アスリートからヒアリングを行う際には、サポート担当者だけでなく開発スタッフも現地へ同行し、選手と直接意見交換を行っています。やはり、選手の感覚・感想をスピーディーかつズレなく開発へフィードバックするためには、こうした「現場主義」が欠かせないと思います。

企画からデザイン、製造に至るまですべて日本国内にこだわっているからこそ、このような『現場主義』での開発ができ、日本人アスリートの声を生かしたアイウェアを生み出せると考えています。

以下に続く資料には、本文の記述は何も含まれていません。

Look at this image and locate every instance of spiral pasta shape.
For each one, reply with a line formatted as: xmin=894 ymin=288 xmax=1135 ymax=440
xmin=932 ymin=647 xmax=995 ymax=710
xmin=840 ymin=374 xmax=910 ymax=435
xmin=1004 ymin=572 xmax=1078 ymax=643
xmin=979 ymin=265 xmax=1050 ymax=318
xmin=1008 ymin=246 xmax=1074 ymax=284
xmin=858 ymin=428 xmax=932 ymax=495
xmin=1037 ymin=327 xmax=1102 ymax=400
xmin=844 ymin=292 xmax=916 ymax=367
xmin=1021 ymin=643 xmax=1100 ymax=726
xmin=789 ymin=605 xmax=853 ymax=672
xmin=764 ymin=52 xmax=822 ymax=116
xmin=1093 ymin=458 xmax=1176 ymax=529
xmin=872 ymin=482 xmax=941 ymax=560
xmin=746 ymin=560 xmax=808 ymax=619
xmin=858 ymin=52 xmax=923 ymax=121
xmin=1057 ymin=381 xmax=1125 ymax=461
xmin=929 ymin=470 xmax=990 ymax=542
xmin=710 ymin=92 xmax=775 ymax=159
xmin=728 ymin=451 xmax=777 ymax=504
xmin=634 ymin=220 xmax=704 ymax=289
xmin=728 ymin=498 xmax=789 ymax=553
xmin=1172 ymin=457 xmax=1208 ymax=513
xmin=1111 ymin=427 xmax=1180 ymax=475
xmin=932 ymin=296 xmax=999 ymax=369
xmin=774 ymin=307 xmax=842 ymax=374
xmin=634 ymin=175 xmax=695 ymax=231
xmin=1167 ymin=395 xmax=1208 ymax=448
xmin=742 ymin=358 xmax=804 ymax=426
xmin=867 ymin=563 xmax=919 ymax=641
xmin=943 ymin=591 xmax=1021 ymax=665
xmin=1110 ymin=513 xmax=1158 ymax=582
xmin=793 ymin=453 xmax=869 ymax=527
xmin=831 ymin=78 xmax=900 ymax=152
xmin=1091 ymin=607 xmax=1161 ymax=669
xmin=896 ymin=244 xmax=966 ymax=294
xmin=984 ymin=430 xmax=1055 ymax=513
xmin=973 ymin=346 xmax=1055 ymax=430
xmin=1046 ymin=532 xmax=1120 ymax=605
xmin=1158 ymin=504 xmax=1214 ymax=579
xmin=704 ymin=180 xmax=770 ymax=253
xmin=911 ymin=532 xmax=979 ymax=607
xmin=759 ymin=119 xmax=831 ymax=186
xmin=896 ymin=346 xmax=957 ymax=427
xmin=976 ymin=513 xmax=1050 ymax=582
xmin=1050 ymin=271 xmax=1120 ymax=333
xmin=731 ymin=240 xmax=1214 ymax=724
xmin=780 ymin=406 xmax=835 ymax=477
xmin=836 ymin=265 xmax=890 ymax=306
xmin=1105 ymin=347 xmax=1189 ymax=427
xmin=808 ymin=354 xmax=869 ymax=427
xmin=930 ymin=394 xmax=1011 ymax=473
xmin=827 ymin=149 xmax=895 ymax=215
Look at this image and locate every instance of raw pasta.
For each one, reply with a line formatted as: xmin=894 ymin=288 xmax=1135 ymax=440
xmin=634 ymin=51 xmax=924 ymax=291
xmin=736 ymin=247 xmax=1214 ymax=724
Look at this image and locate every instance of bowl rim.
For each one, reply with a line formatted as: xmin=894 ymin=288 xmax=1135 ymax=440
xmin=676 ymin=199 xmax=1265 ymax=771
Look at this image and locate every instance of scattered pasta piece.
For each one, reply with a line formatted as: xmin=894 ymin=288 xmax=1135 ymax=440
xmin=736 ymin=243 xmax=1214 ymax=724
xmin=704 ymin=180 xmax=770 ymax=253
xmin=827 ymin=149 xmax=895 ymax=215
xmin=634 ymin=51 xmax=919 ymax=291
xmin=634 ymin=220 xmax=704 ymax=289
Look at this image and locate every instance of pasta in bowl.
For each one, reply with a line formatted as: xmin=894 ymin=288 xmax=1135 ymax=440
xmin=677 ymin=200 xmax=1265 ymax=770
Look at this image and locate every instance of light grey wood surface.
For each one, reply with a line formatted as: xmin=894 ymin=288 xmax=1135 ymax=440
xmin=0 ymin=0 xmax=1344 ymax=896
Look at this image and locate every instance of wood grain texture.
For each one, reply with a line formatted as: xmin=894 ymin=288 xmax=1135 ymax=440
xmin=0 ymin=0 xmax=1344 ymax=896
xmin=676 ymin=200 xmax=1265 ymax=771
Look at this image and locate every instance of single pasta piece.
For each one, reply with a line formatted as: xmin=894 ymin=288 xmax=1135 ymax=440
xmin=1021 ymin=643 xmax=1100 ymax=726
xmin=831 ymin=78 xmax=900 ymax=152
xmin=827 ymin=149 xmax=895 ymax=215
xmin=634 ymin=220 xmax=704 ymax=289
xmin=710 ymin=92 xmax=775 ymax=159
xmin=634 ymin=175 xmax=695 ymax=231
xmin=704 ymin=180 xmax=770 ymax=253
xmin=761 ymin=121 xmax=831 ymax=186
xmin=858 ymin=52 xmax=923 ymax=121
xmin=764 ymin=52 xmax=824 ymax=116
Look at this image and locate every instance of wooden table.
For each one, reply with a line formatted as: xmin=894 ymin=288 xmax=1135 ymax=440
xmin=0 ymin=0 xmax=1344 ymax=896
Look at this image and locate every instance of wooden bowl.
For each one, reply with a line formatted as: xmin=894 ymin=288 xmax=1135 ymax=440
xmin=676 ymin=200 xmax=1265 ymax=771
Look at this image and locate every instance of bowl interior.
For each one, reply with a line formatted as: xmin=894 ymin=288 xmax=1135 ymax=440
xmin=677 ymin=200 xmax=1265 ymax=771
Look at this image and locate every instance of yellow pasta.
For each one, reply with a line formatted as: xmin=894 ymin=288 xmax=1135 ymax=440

またモノづくりの際の理念として『ユーザーファースト』を掲げています。ここでいう「ユーザー」とは、時にアスリートであり、時に一般のスポーツ愛好者の方々でもあります。常に製品を使っていただく方の目線で考え、「ユーザーの方のためにはどうしたらよいか?」を基準に判断を行っています。


たとえばマラソン競技でアイウェアを考えると、実は一般のランナーの方が過酷な条件となる場合もあります。トップ選手は2時間~2時間半で競技を終えますが、市民マラソンの制限タイムは7時間程度の場合もあります。 着用時間が長く、疲労も蓄積する中でもストレスなく着用し続けていただくための快適さも求められます。トップ選手との開発で培った技術を一般の製品にも落とし込みつつ、使用される状況に応じてさらに進化させていきたいと思っています。


スノーゴーグルやスイミングゴーグルなど他のカテゴリー製品でも同様です。全てのスポーツに関わるユーザーに寄り添った製品開発をこれからも続けていきます。